Monthly Archives: August 2015

Python: Problem Set 10

Problem Set 10 uses K-Means clustering to group counties into similar groups based on 14 demographic features such as income, housing, education, farm acres, age, population, population change and a several others.

The first task is to measure the sum of the squared error (the distance between the points in a cluster and the center of the cluster).

Next, we look at the effects of using increasing numbers of initial clusters (K). If the number of clusters were equal to the the number of points in the dataset, then SSE would be zero and we would be finished. This, however, does not tell us much (if anything) about the relationship between points. So choosing a good K number is important.

In the county dataset, we see that for increasing numbers of clusters (k-vals), the SSE is nearly always on a decreasing trend.

The final part of the problem is to weight some features so as to cluster tighter on the poverty rate without using that feature in the measurement. Weighting all features except poverty ends in about a 44,000 SSE at 125 clusters. But, weighting for income and high school graduation rate was a noticeable decrease, about 31,000.

sum squared error

Python: Problem Set 9

The topic this week is optimization and clustering. This problem is less intensive than last week, but it does demonstrate the trade offs between finding an optimal solution (time intensive) and an adequate solution to an optimization problem.
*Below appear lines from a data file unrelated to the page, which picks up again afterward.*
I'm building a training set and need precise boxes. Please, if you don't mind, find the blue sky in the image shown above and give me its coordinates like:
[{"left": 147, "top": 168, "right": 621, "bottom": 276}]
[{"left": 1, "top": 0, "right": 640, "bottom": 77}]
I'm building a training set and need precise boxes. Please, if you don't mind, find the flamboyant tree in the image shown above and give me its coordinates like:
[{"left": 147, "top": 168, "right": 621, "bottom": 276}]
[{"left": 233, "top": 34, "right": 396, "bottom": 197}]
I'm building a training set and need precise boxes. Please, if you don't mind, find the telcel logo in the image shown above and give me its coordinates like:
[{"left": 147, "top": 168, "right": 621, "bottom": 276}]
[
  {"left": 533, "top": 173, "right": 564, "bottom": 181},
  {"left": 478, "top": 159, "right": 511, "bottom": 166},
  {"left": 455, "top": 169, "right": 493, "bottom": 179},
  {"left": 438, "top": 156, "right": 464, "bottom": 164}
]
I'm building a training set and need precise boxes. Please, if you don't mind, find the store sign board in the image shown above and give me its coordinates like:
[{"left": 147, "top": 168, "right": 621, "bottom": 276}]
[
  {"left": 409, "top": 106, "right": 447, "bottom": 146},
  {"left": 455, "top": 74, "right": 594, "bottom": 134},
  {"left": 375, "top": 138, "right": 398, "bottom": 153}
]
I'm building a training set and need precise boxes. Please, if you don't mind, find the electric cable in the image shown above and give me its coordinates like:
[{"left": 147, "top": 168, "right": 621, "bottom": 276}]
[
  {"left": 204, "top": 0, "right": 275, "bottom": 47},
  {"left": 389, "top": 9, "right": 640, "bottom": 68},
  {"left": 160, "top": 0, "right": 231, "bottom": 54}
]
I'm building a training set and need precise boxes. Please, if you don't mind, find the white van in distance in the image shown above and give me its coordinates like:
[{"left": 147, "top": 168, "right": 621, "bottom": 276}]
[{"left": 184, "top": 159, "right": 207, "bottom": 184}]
The point here is to optimize a student’s schedule given two factors: workload and value as defined in the given dictionary. E.g. {‘6.00′: (10, 1)}, the class 6.00 is worth ten times its estimated workload. Naturally, there must be a constraint to our optimization, in this case the student’s desired maximum workload e.g. 12 might return {‘6.00′: (10, 1), ‘6.01’: (5, 4), ‘6.02’: (5, 6)}. With a workload of 11, no additional courses could be added to the schedule without exceeding the maximum.

The initial optimizations went quickly, creating three possible sorting functions: work, value or val/work ratio. The brute force best possible function was more tricky. I first used itertools.permutation method to calculate all possible solutions, in order to then loop through and pick one. This died on the short_subject_list.txt with just 20 courses. My function here works well enough on eight items, but I will have to check the staff solution to see how we are expected to carry out such a calculation on 20 items.

EDIT: OCW has a solution for PS9, but it is for a completely different assignment. But, I realized I need a combination of all possible schedules, not a permutation of each. This makes a sample size of twenty courses manageable.

Python: Problem Set 8

Problem set 8 built on the virus and patient model created in ps7. The main things to look at are comparisons of patients with different medication regimens. In part 2, we look at the results of patients prescribed ‘guttagonal’ with a control group that receives no medication.
guttagonal graph

In part five, we see that there are very similar looking graphs for two groups of patients: group A receives one prescription followed by a delay a second prescription, while the second group, B, receives two anti-virals simultaneously. What the graph does not show is that all 100 patients in group A are virus free by the end of the trial, but group B has 20-25 patients with single digit virus counts remaining.

Python: Problem Set 7

Problem 7 simulates the growth of a virus in a subject. Due to odds of multiplying or self healing, the virus population varies greatly up and down. In this simulation, the graph shows that this virus does not exceed 15% of host cells. This is due to the inverse relationship between the number of virus cells and their likelihood to reproduce: self.maxBirthProb * (1 – popDensity). This would not be so bad for the virus if it were not for the probability of virus cells to cleanse themselves (5%).

virus simulation

Problem 7b computationally shows the odds of rolling a Yahtzee, five six-sided die landing on the same number. Mathematically we know this is 6/7776, the number of desired outcomes over the number of possible outcomes. By simulating a number of trials (20) with increasing numbers of dice rolls, we can see that as our rolls exceed 100K and grow to 2^20, the mean of the resulting ratios becomes very close to the number we expect, 0.00077.


Python: Problem Set 6

Problem set 6 involves modeling robots that clean rooms. We have room object with tiles to be cleaned, robots which “move” and mark tiles as cleaned. All robots begin at random positions in the room, pointed in a random direction. Standard robots move in the same direction until reaching a wall, when they pick a new direction. Random-walking-robots pick a new direction on each step. This looks like spinning when visualized with Tkinter. The visualization module is provided as a helper file with the lesson, not made by me. This came in handy for figuring out that I was not flooring() the robots position either on passing or getting the variable for cleaning. It was clear once I could see that robots would clean if they were moving straight along one axis, but not if they were in a decimal position “between” the tiles. They could clean the grout, but not the tile :)

The second part to the problem is to measure how long it takes both types of robots to clean a room. Graphing is done in Pylab. The random walking robot takes more than twice the time to clean 80% of the tiles in a square room.